Shakespeare and the Maligned Monarchs
One of the things I love about being part of Crooked Cat is the supportive network they have built up between writer and publisher. A particularly useful element has been the series of webinars they’ve run, covering all sorts of topics from being more efficient on social media to ensuring your novel doesn’t get into a tangle. The final webinar of the year though was something different, and a bit of “end-of-term” fun – each of having a three-minute slot to talk on a topic of our choice. My first instinct was, of course, Richard, but I decided to go for something a little broader. I enjoyed writing my talk so much, and so decided to post it as a blog as well!
My topic: William Shakespeare and the Maligned Monarchs
Most people are well-aware of my feelings towards Shakespeare’s treatment of Richard III, maliciously converted from a decent monarch, who worked hard to transform England’s legal system, as well as a series of weights and measures to prevent fraud amongst merchants, into literally a monster, a deformed hunchback, murdering his way to the throne. However, thanks to science, and our ability to read Tudor propaganda for what it was, Richard now has plenty of people to stand up for him, and with plenty of evidence to back them up.
But Shakespeare was a repeat offender, and a powerful man, through his literary creations. Despite us now being able to check the facts, and split myth from reality, many people still take his plays as historical truth. A classic case in point – another king, this time north of the border: Macbeth. And worse than that – what about Gruoch, the historical Lady Macbeth. Not many facts are known of her life, and yes, she did marry the man who killed her first husband, but she almost certainly was not the monster she’s painted as.
As for Macbeth himself, Fiona Watson, in her book Macbeth, The True Story, pieces together what facts we definitely do know about the historical King of Scotland, and her work, along with several others, paints a very different picture. For one thing, his reign did not begin with the cowardly murder of his elderly predecessor in his bed; Macbeth beat Duncan in a pitched battle near Pitgaveny.Furthermore, Macbeth reigned for a total of seventeen years; not a bad feat in eleventh century Scotland, when the role of king was often a short-term contract. Not only this, but he wasn’t even in the country the whole time. In the middle of his reign, he left the country to go on pilgrimage to Rome, where he was noted as giving generously to the poor.
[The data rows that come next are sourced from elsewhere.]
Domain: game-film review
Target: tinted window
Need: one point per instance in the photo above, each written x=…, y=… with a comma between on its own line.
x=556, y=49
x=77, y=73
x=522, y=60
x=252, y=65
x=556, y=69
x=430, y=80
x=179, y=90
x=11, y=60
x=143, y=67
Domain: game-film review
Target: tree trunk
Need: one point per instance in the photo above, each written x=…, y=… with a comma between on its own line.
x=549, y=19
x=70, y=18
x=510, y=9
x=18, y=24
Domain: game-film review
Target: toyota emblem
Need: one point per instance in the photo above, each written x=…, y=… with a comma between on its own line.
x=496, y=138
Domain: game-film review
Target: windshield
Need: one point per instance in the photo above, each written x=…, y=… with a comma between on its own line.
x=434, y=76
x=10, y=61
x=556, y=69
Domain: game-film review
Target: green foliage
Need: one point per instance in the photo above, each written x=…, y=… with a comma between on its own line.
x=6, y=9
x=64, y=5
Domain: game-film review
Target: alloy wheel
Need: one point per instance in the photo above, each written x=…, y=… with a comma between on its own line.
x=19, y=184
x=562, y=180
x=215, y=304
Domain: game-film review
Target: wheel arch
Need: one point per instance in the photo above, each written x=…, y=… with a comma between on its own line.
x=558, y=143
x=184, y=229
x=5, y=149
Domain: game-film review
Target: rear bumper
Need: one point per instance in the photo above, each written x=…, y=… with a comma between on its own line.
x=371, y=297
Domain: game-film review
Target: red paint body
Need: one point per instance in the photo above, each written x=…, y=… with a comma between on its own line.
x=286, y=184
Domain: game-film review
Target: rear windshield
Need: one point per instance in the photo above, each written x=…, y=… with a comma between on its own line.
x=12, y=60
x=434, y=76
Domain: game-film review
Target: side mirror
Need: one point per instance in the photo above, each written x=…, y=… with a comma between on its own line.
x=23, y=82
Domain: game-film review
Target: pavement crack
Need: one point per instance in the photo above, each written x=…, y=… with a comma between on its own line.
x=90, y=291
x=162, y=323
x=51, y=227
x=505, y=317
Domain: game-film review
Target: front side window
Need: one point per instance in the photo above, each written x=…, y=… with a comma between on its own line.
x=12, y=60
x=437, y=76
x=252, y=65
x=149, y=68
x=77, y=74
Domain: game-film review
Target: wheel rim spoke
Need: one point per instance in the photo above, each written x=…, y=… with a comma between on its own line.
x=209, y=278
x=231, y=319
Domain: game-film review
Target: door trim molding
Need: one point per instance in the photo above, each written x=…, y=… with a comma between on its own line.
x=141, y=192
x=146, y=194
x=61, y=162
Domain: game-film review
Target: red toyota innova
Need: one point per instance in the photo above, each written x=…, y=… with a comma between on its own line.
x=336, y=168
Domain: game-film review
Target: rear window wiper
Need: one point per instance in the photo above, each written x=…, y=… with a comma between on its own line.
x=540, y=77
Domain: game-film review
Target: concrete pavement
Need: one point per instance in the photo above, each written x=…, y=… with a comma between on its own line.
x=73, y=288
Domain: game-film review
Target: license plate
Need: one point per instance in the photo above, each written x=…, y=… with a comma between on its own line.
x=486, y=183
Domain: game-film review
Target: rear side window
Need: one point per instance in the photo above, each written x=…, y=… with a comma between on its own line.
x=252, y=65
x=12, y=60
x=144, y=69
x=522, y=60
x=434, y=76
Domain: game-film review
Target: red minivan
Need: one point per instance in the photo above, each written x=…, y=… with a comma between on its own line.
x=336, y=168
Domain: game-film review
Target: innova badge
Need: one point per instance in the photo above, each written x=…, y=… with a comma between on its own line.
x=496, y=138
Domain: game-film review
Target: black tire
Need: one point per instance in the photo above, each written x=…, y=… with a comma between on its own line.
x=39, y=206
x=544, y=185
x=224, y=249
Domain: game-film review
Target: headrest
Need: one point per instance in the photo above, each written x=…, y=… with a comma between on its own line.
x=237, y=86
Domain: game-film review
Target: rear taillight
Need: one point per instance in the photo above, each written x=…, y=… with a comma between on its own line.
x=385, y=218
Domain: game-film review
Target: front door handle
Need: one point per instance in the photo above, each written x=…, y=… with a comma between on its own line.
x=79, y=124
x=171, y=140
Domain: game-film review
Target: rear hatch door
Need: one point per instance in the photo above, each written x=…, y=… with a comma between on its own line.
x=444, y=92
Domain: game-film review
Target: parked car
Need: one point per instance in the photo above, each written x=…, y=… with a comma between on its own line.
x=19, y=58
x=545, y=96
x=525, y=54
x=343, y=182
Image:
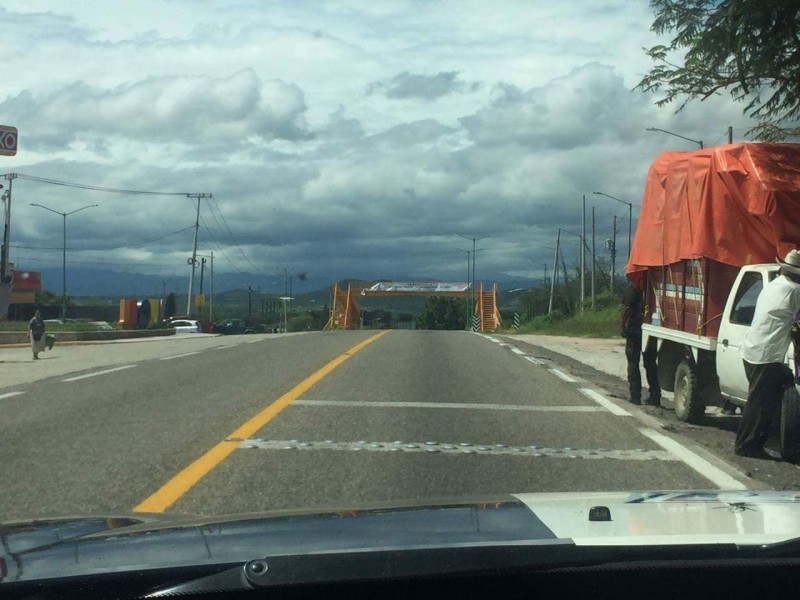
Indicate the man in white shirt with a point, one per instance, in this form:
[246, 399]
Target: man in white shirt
[763, 351]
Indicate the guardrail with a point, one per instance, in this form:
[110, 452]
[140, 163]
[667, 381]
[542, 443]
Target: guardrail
[22, 337]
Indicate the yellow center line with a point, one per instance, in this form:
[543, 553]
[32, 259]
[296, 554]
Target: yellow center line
[181, 483]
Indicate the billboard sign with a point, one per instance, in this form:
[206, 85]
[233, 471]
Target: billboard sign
[8, 140]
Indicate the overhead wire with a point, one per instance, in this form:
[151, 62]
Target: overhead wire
[95, 188]
[230, 233]
[100, 248]
[219, 247]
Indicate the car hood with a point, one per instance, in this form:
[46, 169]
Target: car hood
[45, 549]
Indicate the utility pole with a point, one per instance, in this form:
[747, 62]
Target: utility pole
[193, 261]
[474, 252]
[613, 254]
[555, 274]
[5, 261]
[202, 271]
[64, 251]
[583, 253]
[594, 262]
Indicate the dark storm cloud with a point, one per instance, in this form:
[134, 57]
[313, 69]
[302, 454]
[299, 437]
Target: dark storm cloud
[412, 85]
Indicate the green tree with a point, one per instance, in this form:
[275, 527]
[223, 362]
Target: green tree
[443, 313]
[749, 48]
[169, 305]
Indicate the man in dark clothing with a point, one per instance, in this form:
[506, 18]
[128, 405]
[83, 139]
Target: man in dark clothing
[632, 317]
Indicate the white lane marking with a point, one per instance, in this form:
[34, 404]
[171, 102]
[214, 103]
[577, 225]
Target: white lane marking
[563, 376]
[98, 373]
[179, 355]
[446, 405]
[460, 448]
[605, 402]
[714, 474]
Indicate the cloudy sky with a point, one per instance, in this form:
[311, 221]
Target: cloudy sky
[343, 139]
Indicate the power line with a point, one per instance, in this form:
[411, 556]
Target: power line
[95, 188]
[219, 247]
[230, 233]
[98, 248]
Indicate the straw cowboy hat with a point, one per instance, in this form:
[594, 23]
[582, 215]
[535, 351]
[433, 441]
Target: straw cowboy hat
[791, 263]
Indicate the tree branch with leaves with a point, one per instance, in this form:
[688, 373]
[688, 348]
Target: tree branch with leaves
[748, 48]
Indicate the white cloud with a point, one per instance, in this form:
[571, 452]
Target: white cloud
[198, 110]
[485, 118]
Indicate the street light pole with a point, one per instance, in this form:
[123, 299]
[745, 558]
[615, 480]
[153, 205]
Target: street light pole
[699, 142]
[469, 304]
[64, 251]
[193, 261]
[630, 218]
[474, 252]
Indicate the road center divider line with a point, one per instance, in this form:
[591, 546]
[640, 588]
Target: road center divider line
[179, 355]
[181, 483]
[563, 376]
[98, 373]
[714, 474]
[605, 402]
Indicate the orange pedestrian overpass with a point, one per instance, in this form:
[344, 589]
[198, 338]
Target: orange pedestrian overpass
[346, 312]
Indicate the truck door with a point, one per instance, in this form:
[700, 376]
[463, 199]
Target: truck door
[735, 323]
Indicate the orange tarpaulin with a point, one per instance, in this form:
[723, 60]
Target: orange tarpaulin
[736, 204]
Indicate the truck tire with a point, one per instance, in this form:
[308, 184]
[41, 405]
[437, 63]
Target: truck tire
[690, 403]
[790, 425]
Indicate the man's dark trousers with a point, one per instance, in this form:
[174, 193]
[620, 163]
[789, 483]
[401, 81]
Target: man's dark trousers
[764, 397]
[633, 349]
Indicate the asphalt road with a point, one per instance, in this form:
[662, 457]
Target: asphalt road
[336, 419]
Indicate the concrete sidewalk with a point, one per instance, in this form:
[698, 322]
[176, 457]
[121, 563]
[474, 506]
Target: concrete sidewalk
[606, 355]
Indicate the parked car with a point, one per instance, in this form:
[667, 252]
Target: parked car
[232, 326]
[186, 326]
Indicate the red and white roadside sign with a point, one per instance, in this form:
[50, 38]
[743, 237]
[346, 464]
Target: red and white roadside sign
[8, 140]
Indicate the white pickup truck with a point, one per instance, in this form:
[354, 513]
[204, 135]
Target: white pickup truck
[703, 371]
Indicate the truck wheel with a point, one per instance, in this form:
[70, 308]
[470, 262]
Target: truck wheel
[689, 402]
[790, 425]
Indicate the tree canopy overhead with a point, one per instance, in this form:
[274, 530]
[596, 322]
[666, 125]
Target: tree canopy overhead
[748, 48]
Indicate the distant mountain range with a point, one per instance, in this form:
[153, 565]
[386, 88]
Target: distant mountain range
[108, 283]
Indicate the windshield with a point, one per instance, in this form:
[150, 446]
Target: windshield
[417, 252]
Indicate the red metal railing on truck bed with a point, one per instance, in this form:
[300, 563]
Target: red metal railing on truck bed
[688, 295]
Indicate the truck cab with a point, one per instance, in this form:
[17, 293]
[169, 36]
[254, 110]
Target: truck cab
[735, 322]
[702, 370]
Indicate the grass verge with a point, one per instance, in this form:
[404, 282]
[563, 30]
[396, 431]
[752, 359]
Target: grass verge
[602, 323]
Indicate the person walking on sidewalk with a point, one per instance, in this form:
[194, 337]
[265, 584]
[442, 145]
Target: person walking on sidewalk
[632, 317]
[763, 352]
[36, 327]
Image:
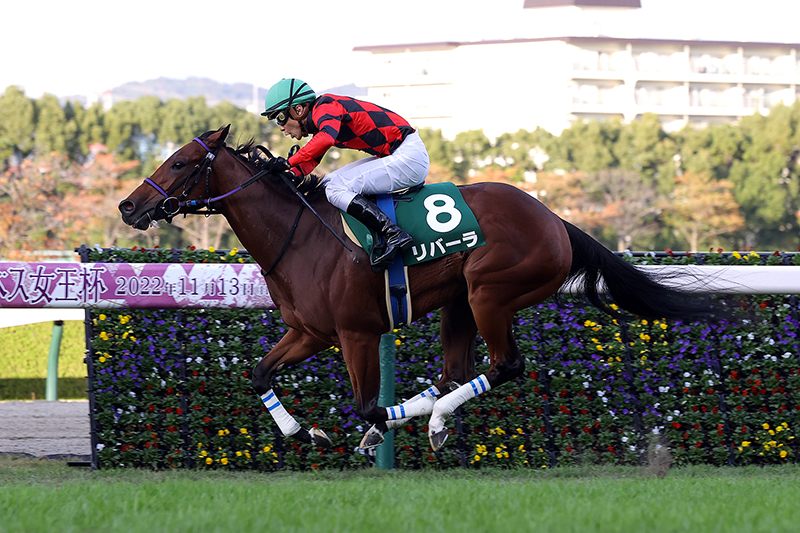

In fact, ‘generous’ was one of the terms applied to him by later commentators, as well as being nicknamed “Macbeth the Renowned” by a writer in the next reign but one, that of Malcolm III, who had defeated Macbeth’s immediate successor, his step-son Lulach.
Sufficient evidence then, that Macbeth, like Richard, was no tyrant, and again like Richard, was no worse than any other warrior king of his era.
With these two men, Richard and Macbeth, we know Shakespeare was simply acting to please the monarchs he was serving under. He based his Richard on the propaganda which started immediately after Bosworth, to please the Tudors, and when Stewart King James the Sixth / First took to the throne, with his links to Banquo, he changed the facts so that rather than showing Banquo as aligning with Macbeth (as he does in the original sources), he is against him, and slain for this fact. Again, pandering to the monarch (and ruling family) of the day.
These two then, at least made sense. But they are not his only royal victims. For example, Henry the Fourth and his son, the riotous Prince Hal (later Henry the Fifth) did indeed have a ‘difficult’ relationship at times, but nowhere near as bad as Shakespeare painted.
He didn’t limit himself to British rulers either; he takes liberties with Julius Caesar as well. Timeframes are shortened, even Caesar’s assassination is moved geographically. And the famous ‘Et tu, Brute?” – nope. His last words were, if we believe the reports of the day, “And you, child?”
There are more too, and one report I read likened Shakespeare’s plays to ‘the Hollywood effect’ today; making things that bit more exciting, romantic or relevant to the intended (and paying) audience. Perhaps this is how we should be talking about Shakespeare today – reminding folk that he was a playwright, not a historian, and that his stories should be taken as exactly that, and not historical fact.
And now all I can think about is the level of research I’d need to do to write about the ‘real’ Macbeth… It’d certainly keep me out of trouble for a while!